Amec Construction Ltd
Amec Facilities Ltd
Amec Industrial Division
Amec Process & Energy Ltd
Amey Construction Ex-member
B Sunley & Sons Ex-member
Balfour Beatty
Balfour Kilpatrick
Ballast (Wiltshire) plc Ex-member
Bam Construction (HBC Construction)
Bam Nuttall (Edmund Nuttall Ltd)
C B & I
Cleveland Bridge UK Ltd
Costain UK Ltd
Crown House Technologies
(Carillion/Tarmac Construction)
Diamond (M & E) Services
Dudley Bower & Co Ltd Ex-member
Emcor (Drake & Scull) Ex ref
Emcor Rail
G Wimpey Ltd Ex-member
Haden Young
Kier Ltd
John Mowlem Ltd Ex-member
Laing O'Rourke (Laing Ltd)
Lovell Construction (UK) Ltd Ex-member
Miller Construction Ltd Ex-member
Morgan Ashurst
Morgan Est
Morrison Construction Group Ex-member
NG Bailey
Shepherd Engineering Services Ltd
Sias Building Services
Sir Robert McAlpine Ltd
Skanska (Kvaerner/Trafalgar
House plc)
SPIE (Matthew Hall) Ex-member
Taylor Woodrow Construction Ltd Ex-member
Turriff Construction Ltd Ex-member
Tysons Contractors Ex-member
Walter Llewellyn & Sons Ltd Ex-member
Whessoe Oil & Gas Ltd
Willmott Dixon Ex-member
Vinci plc (Norwest Holst Group)
Well, great. I'm especially pleased that ICO actually did something; I'd long written it off as essentially a flexible friend, doing a lot of bemoaning the Surveillance Society but always giving in when the government wanted to do some more surveilling, and the only occasions when I actually reported someone to it hardly inspired confidence.
Obviously, of course, this is the clear moment to explain that all this stuff about civil liberties is nonsense. It would perhaps be better to point out that surveillance and data-hoarding by the private sector is every bit as troublesome as by the state.
2 comments:
Basically, so what?
So long as the reports are factual, nothing wrong has been done in my opinion.
It's just the same as your proposals for ID cards, central databases etc, from which the public won't be able to get access.
Such hypocritical reactions are just what I would expect from you as a politician.
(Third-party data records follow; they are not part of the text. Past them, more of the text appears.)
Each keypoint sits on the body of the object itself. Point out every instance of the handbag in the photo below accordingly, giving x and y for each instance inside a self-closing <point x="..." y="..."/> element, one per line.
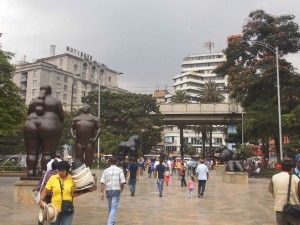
<point x="37" y="196"/>
<point x="66" y="205"/>
<point x="289" y="209"/>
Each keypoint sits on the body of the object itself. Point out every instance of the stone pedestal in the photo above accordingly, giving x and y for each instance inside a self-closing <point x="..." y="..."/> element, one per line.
<point x="23" y="190"/>
<point x="235" y="177"/>
<point x="219" y="169"/>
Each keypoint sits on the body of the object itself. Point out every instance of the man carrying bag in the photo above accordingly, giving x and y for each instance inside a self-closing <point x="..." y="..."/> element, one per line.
<point x="279" y="187"/>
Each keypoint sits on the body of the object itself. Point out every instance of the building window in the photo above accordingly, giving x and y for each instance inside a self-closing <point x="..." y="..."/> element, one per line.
<point x="33" y="93"/>
<point x="75" y="68"/>
<point x="93" y="72"/>
<point x="84" y="70"/>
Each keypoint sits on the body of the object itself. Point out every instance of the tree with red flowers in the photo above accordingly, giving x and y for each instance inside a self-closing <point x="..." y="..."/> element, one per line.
<point x="251" y="69"/>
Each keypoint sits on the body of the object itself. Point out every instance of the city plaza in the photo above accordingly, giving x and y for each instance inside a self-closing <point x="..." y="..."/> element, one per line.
<point x="223" y="203"/>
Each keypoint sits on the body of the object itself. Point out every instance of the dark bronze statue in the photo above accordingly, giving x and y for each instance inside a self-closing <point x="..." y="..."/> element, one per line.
<point x="230" y="158"/>
<point x="86" y="130"/>
<point x="42" y="130"/>
<point x="129" y="147"/>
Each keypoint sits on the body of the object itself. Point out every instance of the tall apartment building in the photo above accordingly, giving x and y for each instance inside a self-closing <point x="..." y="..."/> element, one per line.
<point x="71" y="75"/>
<point x="196" y="71"/>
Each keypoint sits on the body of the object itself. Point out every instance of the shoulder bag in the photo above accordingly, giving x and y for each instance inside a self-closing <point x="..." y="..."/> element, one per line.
<point x="289" y="209"/>
<point x="37" y="196"/>
<point x="66" y="205"/>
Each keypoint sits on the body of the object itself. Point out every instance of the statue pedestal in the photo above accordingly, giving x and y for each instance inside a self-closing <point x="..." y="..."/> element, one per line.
<point x="23" y="190"/>
<point x="219" y="169"/>
<point x="235" y="177"/>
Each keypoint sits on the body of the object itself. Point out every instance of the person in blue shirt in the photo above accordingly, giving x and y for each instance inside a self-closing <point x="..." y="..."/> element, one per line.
<point x="160" y="169"/>
<point x="297" y="168"/>
<point x="133" y="174"/>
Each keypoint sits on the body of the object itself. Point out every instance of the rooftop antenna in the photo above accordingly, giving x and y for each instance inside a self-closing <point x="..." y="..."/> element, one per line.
<point x="210" y="45"/>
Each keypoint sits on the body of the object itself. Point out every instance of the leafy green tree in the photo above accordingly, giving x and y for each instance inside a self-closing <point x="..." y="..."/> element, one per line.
<point x="127" y="114"/>
<point x="251" y="68"/>
<point x="211" y="92"/>
<point x="12" y="108"/>
<point x="180" y="96"/>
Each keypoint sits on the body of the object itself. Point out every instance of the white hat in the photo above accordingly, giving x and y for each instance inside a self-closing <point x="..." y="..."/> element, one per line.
<point x="48" y="213"/>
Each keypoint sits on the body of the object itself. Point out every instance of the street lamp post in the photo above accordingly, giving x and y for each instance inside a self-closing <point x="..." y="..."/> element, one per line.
<point x="275" y="51"/>
<point x="99" y="88"/>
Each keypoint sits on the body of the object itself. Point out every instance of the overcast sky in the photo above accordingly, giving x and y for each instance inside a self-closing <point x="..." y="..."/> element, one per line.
<point x="146" y="40"/>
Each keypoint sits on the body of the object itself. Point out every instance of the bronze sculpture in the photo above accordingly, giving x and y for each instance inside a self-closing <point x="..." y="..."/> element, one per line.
<point x="85" y="129"/>
<point x="128" y="147"/>
<point x="42" y="130"/>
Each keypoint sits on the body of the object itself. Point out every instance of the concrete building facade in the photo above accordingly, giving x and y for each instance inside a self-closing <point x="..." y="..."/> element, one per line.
<point x="197" y="70"/>
<point x="70" y="76"/>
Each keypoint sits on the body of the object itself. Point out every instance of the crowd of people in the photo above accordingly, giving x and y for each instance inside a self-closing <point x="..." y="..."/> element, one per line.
<point x="57" y="184"/>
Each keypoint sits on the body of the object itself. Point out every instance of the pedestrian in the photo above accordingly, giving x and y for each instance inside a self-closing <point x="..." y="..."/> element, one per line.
<point x="125" y="166"/>
<point x="278" y="187"/>
<point x="63" y="188"/>
<point x="202" y="174"/>
<point x="133" y="174"/>
<point x="160" y="169"/>
<point x="141" y="164"/>
<point x="43" y="181"/>
<point x="191" y="185"/>
<point x="167" y="174"/>
<point x="297" y="168"/>
<point x="182" y="175"/>
<point x="113" y="180"/>
<point x="151" y="167"/>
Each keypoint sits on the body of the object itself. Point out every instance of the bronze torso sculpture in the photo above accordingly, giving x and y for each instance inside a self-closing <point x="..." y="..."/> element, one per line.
<point x="85" y="129"/>
<point x="129" y="147"/>
<point x="42" y="130"/>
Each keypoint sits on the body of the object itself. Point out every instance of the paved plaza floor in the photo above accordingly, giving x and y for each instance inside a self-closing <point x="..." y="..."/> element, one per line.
<point x="223" y="203"/>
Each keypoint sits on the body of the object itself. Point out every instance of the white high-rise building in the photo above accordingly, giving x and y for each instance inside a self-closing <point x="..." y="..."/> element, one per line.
<point x="71" y="75"/>
<point x="196" y="71"/>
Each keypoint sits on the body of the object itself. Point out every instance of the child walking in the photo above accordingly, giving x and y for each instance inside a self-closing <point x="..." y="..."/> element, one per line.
<point x="191" y="185"/>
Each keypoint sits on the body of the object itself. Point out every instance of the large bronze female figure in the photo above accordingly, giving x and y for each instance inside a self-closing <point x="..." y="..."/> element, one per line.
<point x="42" y="130"/>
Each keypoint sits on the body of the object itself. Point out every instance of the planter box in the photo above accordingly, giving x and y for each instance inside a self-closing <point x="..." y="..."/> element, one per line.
<point x="235" y="177"/>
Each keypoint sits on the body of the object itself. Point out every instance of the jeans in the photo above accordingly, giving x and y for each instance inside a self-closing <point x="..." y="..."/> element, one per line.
<point x="64" y="219"/>
<point x="160" y="185"/>
<point x="201" y="186"/>
<point x="113" y="199"/>
<point x="131" y="184"/>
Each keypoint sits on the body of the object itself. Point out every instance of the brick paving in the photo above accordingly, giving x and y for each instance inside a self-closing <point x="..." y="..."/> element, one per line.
<point x="223" y="203"/>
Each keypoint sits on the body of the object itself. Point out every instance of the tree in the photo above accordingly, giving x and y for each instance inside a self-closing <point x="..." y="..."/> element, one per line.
<point x="12" y="107"/>
<point x="180" y="96"/>
<point x="251" y="68"/>
<point x="127" y="114"/>
<point x="210" y="92"/>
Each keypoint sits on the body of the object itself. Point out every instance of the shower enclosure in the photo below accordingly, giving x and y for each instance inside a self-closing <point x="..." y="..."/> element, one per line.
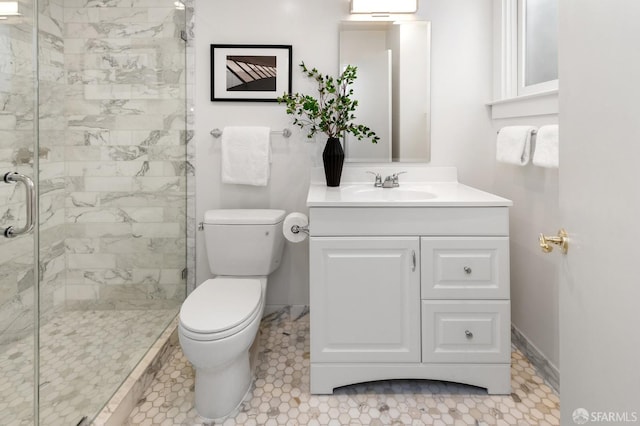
<point x="94" y="201"/>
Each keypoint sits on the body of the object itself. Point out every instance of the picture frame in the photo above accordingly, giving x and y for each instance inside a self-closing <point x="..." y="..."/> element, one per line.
<point x="250" y="72"/>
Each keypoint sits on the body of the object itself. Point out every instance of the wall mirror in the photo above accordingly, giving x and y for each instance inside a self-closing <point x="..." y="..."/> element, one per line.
<point x="392" y="88"/>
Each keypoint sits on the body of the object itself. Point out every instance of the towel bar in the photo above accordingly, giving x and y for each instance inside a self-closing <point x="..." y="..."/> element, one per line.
<point x="216" y="133"/>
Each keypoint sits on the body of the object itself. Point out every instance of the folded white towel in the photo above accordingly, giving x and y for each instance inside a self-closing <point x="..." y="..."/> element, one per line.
<point x="246" y="155"/>
<point x="513" y="145"/>
<point x="546" y="153"/>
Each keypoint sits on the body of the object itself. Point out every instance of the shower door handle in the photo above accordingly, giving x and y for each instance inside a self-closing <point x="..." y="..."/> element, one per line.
<point x="13" y="177"/>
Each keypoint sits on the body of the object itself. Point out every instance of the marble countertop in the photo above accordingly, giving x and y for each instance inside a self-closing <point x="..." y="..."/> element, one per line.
<point x="437" y="188"/>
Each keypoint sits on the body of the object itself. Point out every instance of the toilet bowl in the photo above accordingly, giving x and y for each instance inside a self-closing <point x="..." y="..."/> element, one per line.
<point x="219" y="320"/>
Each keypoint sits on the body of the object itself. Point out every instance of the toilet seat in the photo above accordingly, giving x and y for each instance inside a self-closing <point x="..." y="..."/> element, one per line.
<point x="220" y="307"/>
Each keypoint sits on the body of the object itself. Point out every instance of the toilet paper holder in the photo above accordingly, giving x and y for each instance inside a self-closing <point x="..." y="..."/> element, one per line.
<point x="296" y="229"/>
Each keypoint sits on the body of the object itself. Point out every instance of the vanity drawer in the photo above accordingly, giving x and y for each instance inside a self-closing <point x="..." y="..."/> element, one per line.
<point x="465" y="268"/>
<point x="466" y="331"/>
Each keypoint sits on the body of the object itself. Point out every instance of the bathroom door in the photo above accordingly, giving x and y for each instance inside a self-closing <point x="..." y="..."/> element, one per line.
<point x="600" y="207"/>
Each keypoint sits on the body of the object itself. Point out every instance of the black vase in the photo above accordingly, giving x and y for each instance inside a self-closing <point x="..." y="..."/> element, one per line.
<point x="333" y="159"/>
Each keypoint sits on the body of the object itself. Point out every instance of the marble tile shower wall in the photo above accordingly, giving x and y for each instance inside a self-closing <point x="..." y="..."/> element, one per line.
<point x="124" y="153"/>
<point x="112" y="157"/>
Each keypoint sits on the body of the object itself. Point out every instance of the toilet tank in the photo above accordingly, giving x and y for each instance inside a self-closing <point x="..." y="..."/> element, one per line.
<point x="244" y="242"/>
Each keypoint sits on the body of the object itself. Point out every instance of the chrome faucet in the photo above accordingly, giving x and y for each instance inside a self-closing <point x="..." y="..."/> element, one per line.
<point x="378" y="182"/>
<point x="392" y="181"/>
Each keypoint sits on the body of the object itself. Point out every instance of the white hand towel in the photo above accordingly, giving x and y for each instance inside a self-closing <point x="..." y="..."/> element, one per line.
<point x="546" y="153"/>
<point x="246" y="155"/>
<point x="513" y="145"/>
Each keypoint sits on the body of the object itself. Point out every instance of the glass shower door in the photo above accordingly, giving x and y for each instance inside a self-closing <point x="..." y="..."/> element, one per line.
<point x="18" y="143"/>
<point x="112" y="194"/>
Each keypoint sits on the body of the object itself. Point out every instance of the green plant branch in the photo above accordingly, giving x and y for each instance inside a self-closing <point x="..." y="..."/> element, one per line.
<point x="333" y="112"/>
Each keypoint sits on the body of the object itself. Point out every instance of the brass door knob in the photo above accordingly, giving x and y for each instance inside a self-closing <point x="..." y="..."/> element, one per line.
<point x="561" y="240"/>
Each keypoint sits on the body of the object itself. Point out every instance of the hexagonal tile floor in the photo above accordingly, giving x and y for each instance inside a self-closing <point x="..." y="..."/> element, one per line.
<point x="280" y="393"/>
<point x="84" y="357"/>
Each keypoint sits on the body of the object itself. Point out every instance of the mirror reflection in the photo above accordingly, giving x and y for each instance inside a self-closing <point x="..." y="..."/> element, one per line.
<point x="392" y="88"/>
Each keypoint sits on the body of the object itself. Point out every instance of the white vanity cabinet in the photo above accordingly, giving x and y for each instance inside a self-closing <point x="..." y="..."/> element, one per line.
<point x="410" y="292"/>
<point x="367" y="299"/>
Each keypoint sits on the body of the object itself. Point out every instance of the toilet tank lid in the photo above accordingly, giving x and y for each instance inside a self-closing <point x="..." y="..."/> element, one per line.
<point x="243" y="217"/>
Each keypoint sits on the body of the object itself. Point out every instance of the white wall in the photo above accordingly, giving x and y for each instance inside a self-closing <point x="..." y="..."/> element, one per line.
<point x="461" y="85"/>
<point x="463" y="135"/>
<point x="312" y="28"/>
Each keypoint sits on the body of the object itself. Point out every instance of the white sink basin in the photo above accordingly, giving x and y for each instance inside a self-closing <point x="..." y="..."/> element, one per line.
<point x="408" y="193"/>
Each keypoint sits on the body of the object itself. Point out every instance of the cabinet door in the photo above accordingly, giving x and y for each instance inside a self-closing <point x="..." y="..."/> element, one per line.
<point x="365" y="299"/>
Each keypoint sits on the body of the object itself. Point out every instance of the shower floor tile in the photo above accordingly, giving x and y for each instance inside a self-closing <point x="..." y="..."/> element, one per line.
<point x="280" y="393"/>
<point x="84" y="357"/>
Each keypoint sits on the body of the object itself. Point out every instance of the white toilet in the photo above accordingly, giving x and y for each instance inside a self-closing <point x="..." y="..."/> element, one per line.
<point x="220" y="318"/>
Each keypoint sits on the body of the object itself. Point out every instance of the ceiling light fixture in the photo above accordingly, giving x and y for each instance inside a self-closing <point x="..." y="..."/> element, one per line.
<point x="384" y="6"/>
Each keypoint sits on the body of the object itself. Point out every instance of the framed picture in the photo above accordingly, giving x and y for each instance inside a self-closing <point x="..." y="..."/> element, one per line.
<point x="244" y="72"/>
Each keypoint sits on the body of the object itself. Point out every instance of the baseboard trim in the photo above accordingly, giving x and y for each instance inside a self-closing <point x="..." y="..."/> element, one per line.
<point x="544" y="367"/>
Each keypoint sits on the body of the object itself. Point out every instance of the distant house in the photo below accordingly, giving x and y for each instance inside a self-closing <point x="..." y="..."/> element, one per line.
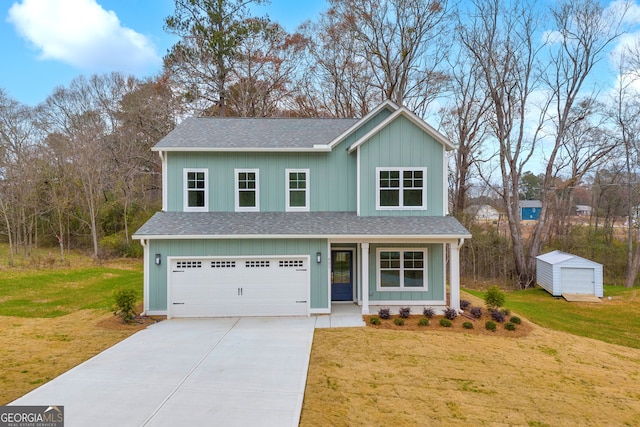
<point x="530" y="209"/>
<point x="483" y="212"/>
<point x="583" y="210"/>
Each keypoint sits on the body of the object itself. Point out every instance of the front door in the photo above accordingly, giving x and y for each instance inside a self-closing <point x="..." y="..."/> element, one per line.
<point x="342" y="275"/>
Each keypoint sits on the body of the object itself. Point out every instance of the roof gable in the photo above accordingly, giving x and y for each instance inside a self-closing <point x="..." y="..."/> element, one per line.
<point x="403" y="111"/>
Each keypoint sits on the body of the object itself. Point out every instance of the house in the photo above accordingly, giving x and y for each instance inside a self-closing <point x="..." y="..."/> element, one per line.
<point x="583" y="210"/>
<point x="483" y="212"/>
<point x="562" y="273"/>
<point x="272" y="217"/>
<point x="530" y="209"/>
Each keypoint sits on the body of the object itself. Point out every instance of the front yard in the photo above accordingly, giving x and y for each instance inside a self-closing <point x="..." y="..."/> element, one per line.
<point x="51" y="319"/>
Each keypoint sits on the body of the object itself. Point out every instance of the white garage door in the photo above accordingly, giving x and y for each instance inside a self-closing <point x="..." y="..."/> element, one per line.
<point x="217" y="287"/>
<point x="577" y="280"/>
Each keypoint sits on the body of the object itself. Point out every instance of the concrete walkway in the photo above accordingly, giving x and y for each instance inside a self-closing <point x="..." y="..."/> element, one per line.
<point x="190" y="372"/>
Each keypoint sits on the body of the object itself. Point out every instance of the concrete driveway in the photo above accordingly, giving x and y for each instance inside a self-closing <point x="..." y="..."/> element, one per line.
<point x="190" y="372"/>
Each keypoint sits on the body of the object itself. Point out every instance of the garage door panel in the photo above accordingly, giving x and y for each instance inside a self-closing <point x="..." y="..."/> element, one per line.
<point x="239" y="287"/>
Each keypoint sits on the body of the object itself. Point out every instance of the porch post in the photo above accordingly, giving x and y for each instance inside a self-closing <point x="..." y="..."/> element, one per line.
<point x="454" y="275"/>
<point x="364" y="256"/>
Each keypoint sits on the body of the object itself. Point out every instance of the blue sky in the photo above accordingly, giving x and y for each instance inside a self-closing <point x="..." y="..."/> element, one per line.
<point x="46" y="43"/>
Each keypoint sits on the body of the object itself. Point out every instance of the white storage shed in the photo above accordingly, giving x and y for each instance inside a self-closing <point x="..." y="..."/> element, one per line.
<point x="562" y="273"/>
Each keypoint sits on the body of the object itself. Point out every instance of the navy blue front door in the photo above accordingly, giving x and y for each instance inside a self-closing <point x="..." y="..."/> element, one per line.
<point x="341" y="275"/>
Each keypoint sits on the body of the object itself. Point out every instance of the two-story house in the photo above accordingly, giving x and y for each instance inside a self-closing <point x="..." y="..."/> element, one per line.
<point x="280" y="216"/>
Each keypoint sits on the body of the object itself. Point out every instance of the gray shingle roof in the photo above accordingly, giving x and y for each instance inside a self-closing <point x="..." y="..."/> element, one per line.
<point x="261" y="133"/>
<point x="274" y="224"/>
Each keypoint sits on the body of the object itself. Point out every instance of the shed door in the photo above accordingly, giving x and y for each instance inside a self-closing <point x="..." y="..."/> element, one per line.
<point x="577" y="280"/>
<point x="215" y="287"/>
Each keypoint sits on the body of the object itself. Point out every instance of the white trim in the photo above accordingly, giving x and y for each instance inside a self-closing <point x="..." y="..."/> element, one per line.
<point x="165" y="181"/>
<point x="401" y="206"/>
<point x="287" y="194"/>
<point x="238" y="208"/>
<point x="402" y="288"/>
<point x="185" y="190"/>
<point x="427" y="128"/>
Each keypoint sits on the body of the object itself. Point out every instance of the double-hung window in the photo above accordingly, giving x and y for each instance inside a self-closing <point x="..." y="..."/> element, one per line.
<point x="196" y="190"/>
<point x="401" y="189"/>
<point x="247" y="190"/>
<point x="297" y="190"/>
<point x="402" y="269"/>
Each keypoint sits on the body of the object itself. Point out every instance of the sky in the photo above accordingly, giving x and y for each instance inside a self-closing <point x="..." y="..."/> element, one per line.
<point x="46" y="43"/>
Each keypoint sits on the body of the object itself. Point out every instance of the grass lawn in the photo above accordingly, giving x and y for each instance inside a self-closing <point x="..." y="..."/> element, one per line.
<point x="52" y="318"/>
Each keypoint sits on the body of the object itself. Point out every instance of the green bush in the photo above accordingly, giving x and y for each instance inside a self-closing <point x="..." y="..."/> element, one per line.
<point x="125" y="304"/>
<point x="446" y="323"/>
<point x="494" y="298"/>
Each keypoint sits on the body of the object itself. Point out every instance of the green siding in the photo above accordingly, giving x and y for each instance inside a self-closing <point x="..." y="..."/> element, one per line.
<point x="158" y="274"/>
<point x="401" y="144"/>
<point x="436" y="285"/>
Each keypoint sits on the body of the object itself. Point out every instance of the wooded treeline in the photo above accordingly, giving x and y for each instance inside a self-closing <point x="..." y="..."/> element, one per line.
<point x="515" y="85"/>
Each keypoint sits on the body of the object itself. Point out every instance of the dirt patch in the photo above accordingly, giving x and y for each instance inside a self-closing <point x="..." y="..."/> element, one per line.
<point x="478" y="325"/>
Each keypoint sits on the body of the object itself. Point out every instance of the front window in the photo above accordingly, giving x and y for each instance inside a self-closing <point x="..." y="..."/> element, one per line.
<point x="297" y="196"/>
<point x="401" y="269"/>
<point x="247" y="190"/>
<point x="401" y="188"/>
<point x="195" y="190"/>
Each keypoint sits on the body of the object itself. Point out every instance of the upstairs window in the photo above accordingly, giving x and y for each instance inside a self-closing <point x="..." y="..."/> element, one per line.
<point x="297" y="190"/>
<point x="196" y="193"/>
<point x="401" y="189"/>
<point x="247" y="190"/>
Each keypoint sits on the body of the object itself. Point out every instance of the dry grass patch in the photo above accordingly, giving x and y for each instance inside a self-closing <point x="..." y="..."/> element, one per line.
<point x="36" y="350"/>
<point x="368" y="376"/>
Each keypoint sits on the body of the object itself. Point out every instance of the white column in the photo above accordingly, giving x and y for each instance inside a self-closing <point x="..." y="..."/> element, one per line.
<point x="365" y="277"/>
<point x="454" y="276"/>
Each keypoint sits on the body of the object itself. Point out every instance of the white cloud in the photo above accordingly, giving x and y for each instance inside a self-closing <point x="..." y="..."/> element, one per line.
<point x="82" y="34"/>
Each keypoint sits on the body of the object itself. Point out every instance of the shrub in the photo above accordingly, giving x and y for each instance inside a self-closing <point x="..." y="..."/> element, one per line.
<point x="384" y="313"/>
<point x="446" y="323"/>
<point x="450" y="313"/>
<point x="476" y="312"/>
<point x="125" y="304"/>
<point x="494" y="298"/>
<point x="405" y="312"/>
<point x="498" y="316"/>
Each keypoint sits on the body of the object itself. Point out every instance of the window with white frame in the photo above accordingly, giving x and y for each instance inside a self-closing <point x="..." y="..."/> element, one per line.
<point x="402" y="269"/>
<point x="247" y="190"/>
<point x="401" y="189"/>
<point x="196" y="190"/>
<point x="297" y="190"/>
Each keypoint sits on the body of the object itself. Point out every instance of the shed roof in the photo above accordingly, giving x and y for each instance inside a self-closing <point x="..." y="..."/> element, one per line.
<point x="558" y="257"/>
<point x="179" y="225"/>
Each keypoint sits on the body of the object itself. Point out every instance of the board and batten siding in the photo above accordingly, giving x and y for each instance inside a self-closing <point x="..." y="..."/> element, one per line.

Here's a little prediction. The public will start taping their conversations with government, and they will start using them. Ditto for other forms of suveilance. No doubt you will try and ban that.
Ah, spoke too soon. You've just banned us filming the police and their misdeeds.
Until the Socialist Labour party stop with their surveilance society, the private individual has every right to use the same back on them
Nick
My proposals for ID cards? You realise I've been in No2ID since 2004? Who's the we here, paleface?
Such hypocritical reactions are just what I would expect from you as a politician.
I'm not a politician.
Here's a little prediction. The public will start taping their conversations with government, and they will start using them. Ditto for other forms of suveilance.
Indeed. I've got my own phone breakout kit. And you can't spell surveillance.
No doubt you will try and ban that.
Ah, spoke too soon. You've just banned us filming the police and their misdeeds.
Me? Me? I've been threatened with arrest for filming the police misdeeding.
Until the Socialist Labour party stop with their surveilance society, the private individual has every right to use the same back on them
I wasn't aware that the Socialist Labour party had anything to do with it. I thought it was the Labour party. And you still can't spell "surveillance".